Kräfteschwund bei den Nationalisten:
Machtweschsel ist im Baskenland möglich
- PNV erringt nur mehr 30 Sitze im Regtionalparlament
- Möglichkeit zu Machtwechsel besteht rechnerisch

Bei der Regionalwahl im spanischen Baskenland sind die regierenden Nationalisten zwar erneut stärkste Kraft geworden, müssen aber um dennoch um ihre Macht bangen. Da das nicht-nationalistische Lager erstmals rechnerisch eine absolute Mehrheit errang, bekundeten die Sozialisten als zweistärkste Kraft ihren Willen zur Regierungsbildung.

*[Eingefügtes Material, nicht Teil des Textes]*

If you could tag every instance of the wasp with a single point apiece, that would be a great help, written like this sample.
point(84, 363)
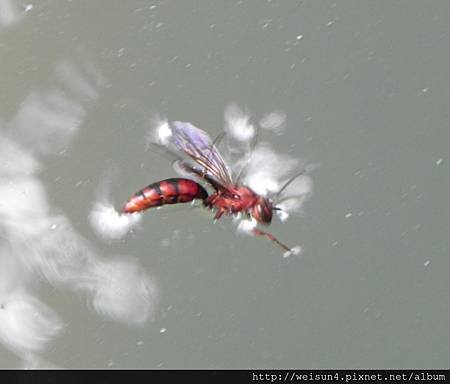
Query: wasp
point(229, 197)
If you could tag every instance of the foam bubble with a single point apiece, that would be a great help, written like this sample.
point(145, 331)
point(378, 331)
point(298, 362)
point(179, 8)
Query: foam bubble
point(110, 224)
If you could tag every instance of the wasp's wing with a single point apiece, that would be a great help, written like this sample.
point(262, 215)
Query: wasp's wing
point(198, 146)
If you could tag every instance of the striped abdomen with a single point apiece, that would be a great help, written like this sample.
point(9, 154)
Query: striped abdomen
point(169, 191)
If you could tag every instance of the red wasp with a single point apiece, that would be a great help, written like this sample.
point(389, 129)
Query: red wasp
point(229, 197)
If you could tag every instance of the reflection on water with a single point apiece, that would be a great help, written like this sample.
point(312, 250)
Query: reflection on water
point(35, 241)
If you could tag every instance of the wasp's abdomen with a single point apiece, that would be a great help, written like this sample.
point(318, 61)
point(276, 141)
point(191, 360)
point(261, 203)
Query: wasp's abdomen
point(169, 191)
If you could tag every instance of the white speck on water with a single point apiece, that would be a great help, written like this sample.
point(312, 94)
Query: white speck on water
point(294, 251)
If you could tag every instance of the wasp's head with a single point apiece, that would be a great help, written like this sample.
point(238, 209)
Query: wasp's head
point(262, 210)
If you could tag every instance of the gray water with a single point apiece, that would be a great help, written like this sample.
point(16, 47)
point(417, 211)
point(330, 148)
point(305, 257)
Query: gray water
point(365, 89)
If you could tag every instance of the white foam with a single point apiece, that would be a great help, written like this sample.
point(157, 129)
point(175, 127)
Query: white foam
point(107, 223)
point(294, 251)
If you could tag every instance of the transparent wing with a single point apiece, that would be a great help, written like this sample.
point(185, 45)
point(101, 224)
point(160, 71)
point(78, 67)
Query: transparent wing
point(198, 146)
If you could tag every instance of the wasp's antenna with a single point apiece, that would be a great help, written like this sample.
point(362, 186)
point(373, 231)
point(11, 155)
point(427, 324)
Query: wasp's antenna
point(287, 183)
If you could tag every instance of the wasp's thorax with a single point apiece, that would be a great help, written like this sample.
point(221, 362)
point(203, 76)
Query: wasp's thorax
point(262, 210)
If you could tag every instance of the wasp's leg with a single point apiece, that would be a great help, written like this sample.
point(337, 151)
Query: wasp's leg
point(267, 235)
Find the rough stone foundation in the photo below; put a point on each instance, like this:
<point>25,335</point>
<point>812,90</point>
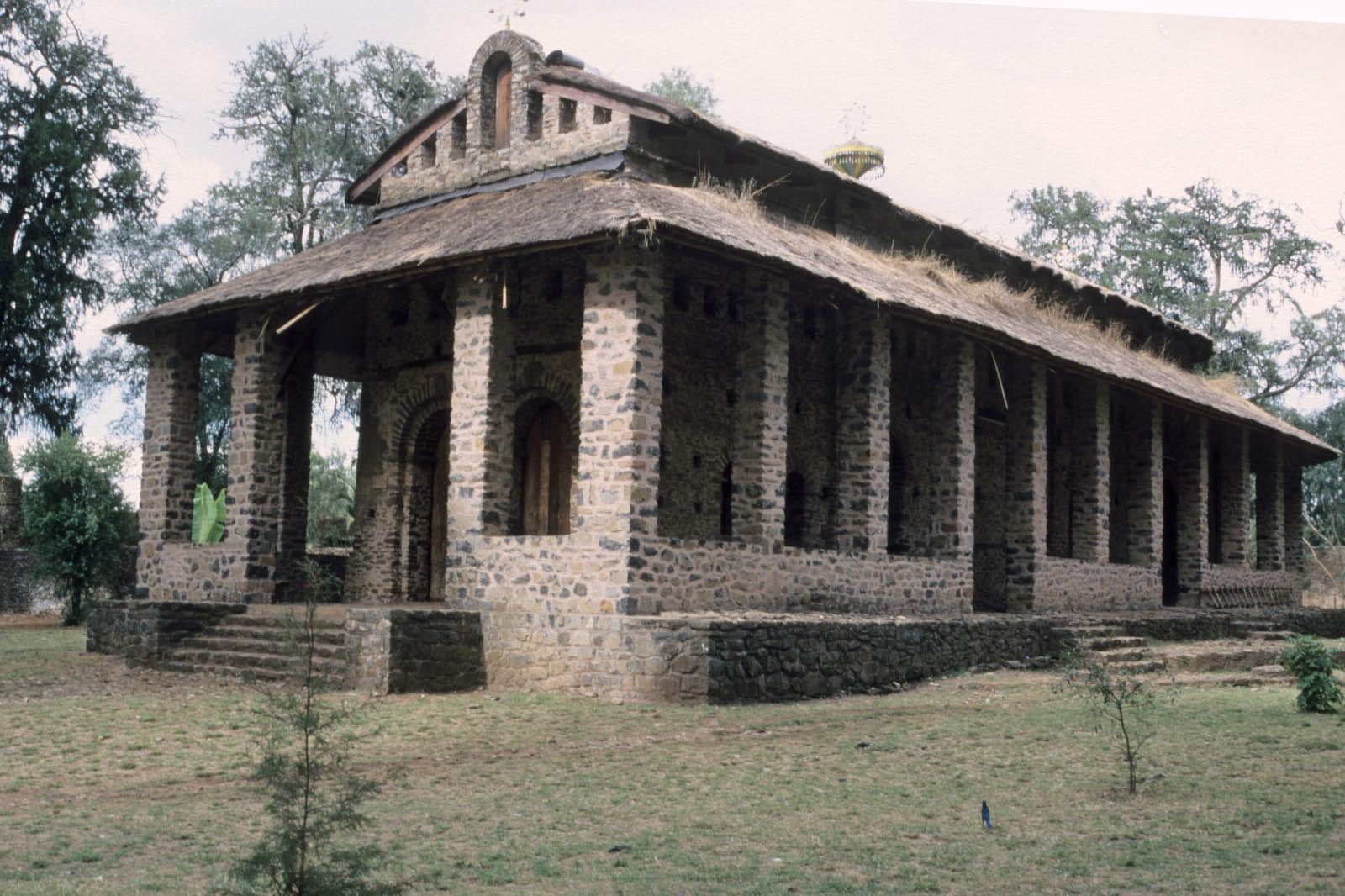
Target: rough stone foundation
<point>396,651</point>
<point>143,630</point>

Die seit fast drei Jahrzehnten im Baskenland regierende Baskisch-Nationalistische Partei errang bei dem Urnengang laut vorläufigem amtlichen Endergebnis 30 der 75 Sitze des Regionalparlaments. Ihre zwei bisherigen kleinen Bündnispartner EA und EB errangen zwei und einen Sitz. Zusammen mit den vier Mandaten der Partei Aralar kam das nationalistische Lager auf 36 Sitze und hat damit keine absolute Mehrheit.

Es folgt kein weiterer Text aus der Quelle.